El compromiso se selló durante una mesa de cooperación interinstitucional en la que se analizó la situación epidemiológica del Tolima, departamento que concentra actualmente el mayor número de casos reportados en el país, y se evaluó la necesidad de actuar de manera coordinada entre los territorios con mayor flujo de viajeros.
Durante el encuentro, las autoridades coincidieron en que Bogotá, Tolima y Cundinamarca conforman un mismo corredor de riesgo debido a la alta movilidad asociada al turismo y a los periodos vacacionales, lo que hace indispensable reforzar la protección de la población antes de los desplazamientos.

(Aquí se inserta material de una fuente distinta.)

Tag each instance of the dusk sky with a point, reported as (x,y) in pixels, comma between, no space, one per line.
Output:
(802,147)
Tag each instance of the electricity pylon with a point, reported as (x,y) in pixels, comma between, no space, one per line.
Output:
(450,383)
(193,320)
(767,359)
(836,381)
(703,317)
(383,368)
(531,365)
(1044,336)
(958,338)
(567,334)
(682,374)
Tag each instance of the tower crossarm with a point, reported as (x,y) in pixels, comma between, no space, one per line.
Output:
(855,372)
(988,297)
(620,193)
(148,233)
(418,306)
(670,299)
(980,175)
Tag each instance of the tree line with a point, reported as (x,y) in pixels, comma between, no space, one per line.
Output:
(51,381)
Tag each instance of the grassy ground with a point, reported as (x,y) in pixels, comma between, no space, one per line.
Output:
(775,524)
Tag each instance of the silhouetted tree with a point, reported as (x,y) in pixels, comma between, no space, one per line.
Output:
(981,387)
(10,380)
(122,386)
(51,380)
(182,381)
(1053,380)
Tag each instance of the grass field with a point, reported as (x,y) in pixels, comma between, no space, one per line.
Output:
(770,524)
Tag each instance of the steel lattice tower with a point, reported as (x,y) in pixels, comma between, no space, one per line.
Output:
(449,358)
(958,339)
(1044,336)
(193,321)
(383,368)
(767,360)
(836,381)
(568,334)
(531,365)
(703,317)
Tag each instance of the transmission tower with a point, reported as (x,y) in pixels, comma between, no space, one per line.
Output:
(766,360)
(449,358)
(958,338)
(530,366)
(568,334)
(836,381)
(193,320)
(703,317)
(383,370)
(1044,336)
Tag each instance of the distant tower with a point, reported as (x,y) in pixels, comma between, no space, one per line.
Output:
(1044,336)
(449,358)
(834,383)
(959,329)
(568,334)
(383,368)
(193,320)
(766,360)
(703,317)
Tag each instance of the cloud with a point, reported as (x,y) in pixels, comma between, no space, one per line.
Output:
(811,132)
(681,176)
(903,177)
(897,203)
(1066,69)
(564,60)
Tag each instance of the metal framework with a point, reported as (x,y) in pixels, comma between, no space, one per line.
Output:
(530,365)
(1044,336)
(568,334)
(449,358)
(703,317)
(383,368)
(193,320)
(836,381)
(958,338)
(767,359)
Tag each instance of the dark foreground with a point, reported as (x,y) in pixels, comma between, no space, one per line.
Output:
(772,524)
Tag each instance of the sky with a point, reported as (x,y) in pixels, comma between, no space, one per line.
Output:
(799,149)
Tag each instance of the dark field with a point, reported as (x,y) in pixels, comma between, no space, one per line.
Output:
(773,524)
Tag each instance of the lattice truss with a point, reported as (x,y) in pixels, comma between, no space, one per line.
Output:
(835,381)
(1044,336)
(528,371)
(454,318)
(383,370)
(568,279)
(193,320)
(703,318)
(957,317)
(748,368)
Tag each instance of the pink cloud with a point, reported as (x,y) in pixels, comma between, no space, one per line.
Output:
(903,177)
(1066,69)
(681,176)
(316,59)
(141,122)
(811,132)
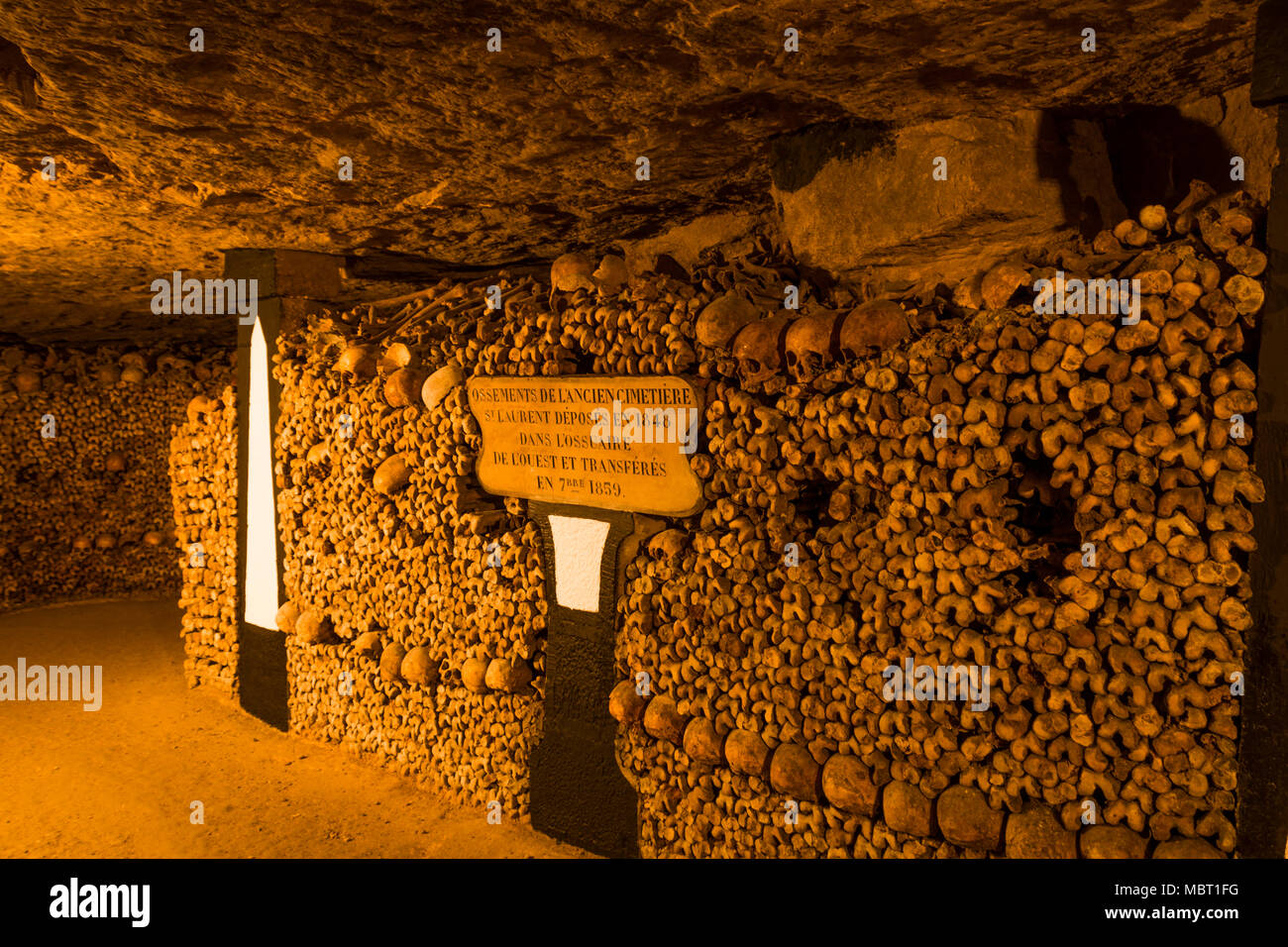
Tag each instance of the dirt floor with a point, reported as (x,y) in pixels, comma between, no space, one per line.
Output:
(121,781)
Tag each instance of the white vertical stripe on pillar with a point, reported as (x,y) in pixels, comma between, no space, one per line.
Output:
(579,554)
(261,591)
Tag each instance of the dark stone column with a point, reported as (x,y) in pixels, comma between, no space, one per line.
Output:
(579,792)
(287,283)
(1262,789)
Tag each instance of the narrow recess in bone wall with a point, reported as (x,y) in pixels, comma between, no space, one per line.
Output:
(261,519)
(579,552)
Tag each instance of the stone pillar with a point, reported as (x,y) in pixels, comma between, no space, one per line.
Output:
(1262,788)
(287,283)
(579,792)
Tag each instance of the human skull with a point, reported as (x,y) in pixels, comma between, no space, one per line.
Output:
(722,318)
(811,343)
(880,324)
(759,350)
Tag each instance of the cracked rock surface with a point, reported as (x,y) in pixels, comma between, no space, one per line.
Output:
(163,157)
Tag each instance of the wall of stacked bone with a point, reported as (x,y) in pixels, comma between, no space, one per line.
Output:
(84,512)
(417,615)
(204,496)
(1112,684)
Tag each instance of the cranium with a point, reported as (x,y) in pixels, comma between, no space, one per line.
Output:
(759,350)
(879,324)
(722,318)
(811,343)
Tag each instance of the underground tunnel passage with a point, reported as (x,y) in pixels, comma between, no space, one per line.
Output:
(747,438)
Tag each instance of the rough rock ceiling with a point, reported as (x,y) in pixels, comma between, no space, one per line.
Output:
(163,155)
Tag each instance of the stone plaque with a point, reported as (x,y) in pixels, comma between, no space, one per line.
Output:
(614,444)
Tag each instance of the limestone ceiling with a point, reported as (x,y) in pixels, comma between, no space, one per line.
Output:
(163,155)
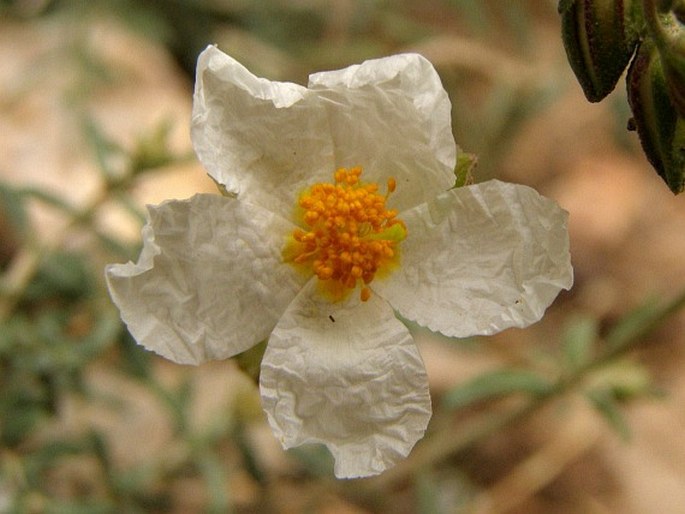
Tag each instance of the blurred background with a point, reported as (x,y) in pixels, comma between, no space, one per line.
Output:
(582,413)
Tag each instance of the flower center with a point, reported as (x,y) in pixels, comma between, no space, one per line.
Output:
(348,236)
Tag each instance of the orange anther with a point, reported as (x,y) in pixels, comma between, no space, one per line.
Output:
(392,185)
(346,219)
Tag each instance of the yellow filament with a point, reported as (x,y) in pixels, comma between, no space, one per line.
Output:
(348,236)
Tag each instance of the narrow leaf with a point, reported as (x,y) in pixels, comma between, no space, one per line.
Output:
(496,384)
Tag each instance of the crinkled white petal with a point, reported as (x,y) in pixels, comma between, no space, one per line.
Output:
(480,259)
(209,282)
(347,375)
(268,141)
(392,116)
(264,140)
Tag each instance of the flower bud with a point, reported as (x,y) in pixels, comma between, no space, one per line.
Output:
(600,37)
(660,128)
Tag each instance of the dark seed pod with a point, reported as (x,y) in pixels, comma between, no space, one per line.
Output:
(660,128)
(599,37)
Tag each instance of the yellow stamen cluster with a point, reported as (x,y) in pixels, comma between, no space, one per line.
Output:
(348,234)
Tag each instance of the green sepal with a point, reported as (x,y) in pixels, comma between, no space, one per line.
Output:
(463,171)
(600,37)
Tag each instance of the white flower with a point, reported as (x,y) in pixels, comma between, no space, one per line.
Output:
(218,274)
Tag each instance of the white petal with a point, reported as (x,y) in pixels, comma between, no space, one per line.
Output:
(268,141)
(392,117)
(209,282)
(348,376)
(480,259)
(264,140)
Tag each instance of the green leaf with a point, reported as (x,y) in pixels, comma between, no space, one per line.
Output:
(496,384)
(577,342)
(215,478)
(635,325)
(63,274)
(606,403)
(427,494)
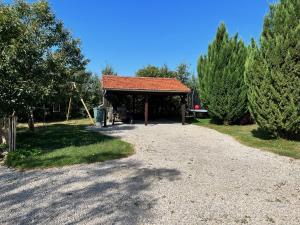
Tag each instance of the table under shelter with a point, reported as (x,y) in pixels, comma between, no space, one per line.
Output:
(114,87)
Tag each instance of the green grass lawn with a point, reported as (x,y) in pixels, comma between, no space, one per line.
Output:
(253,136)
(64,143)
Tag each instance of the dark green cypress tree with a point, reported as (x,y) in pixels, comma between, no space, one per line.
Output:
(273,71)
(221,77)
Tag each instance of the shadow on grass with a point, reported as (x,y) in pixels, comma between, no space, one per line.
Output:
(58,145)
(262,134)
(57,136)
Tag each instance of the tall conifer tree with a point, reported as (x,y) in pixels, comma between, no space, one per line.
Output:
(221,78)
(273,71)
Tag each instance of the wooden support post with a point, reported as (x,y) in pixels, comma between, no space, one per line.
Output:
(12,128)
(87,111)
(69,108)
(146,110)
(183,109)
(133,110)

En ese sentido, se acordó intensificar las campañas de vacunación y comunicación dirigidas especialmente a viajeros, con el llamado a aplicarse la dosis con al menos 30 días de anticipación antes de viajar a zonas endémicas, lo que garantiza una protección superior al 98 %.
“Fortalecer la comunicación y la vacunación. Eso no tiene discusión, la vacunación es la mayor protección que tenemos para nuestra población. Sin embargo, no es suficiente para controlar la transmisión, dado que existen cambios en el ciclo selvático”, señaló el secretario Distrital de Salud de Bogotá, Gerson Bermont, al destacar que la capital apoyará además procesos de investigación y análisis genómico en Tolima y Cundinamarca.
La reunión también permitió consolidar acuerdos técnicos para fortalecer el seguimiento de casos, la vigilancia epidemiológica y el análisis del comportamiento de los vectores y reservorios animales, con énfasis en estudios genómicos y entomovirológicos que permitan comprender mejor la dinámica del virus.
Por su parte, la secretaria de Salud del Tolima, Katherine Rengifo, calificó como positivo el encuentro y resaltó que el trabajo conjunto permitirá ampliar la capacidad de respuesta desde una visión regional, con el respaldo técnico de Bogotá y Cundinamarca.
Adicionalmente, se estableció avanzar en una articulación con el Ministerio de Salud, el Ministerio de Ambiente y las Corporaciones Autónomas Regionales, reconociendo que la respuesta a la fiebre amarilla requiere un esfuerzo coordinado entre los sectores sanitario y ambiental.
Bogotá ratificó su disposición de poner toda su capacidad técnica y el respaldo institucional del Distrito para apoyar a los departamentos del Tolima y Cundinamarca en la mitigación de esta problemática, al tiempo que las secretarías de Salud reiteraron que la fiebre amarilla no es un desafío aislado de un solo territorio, sino una situación que exige una acción conjunta a nivel nacional.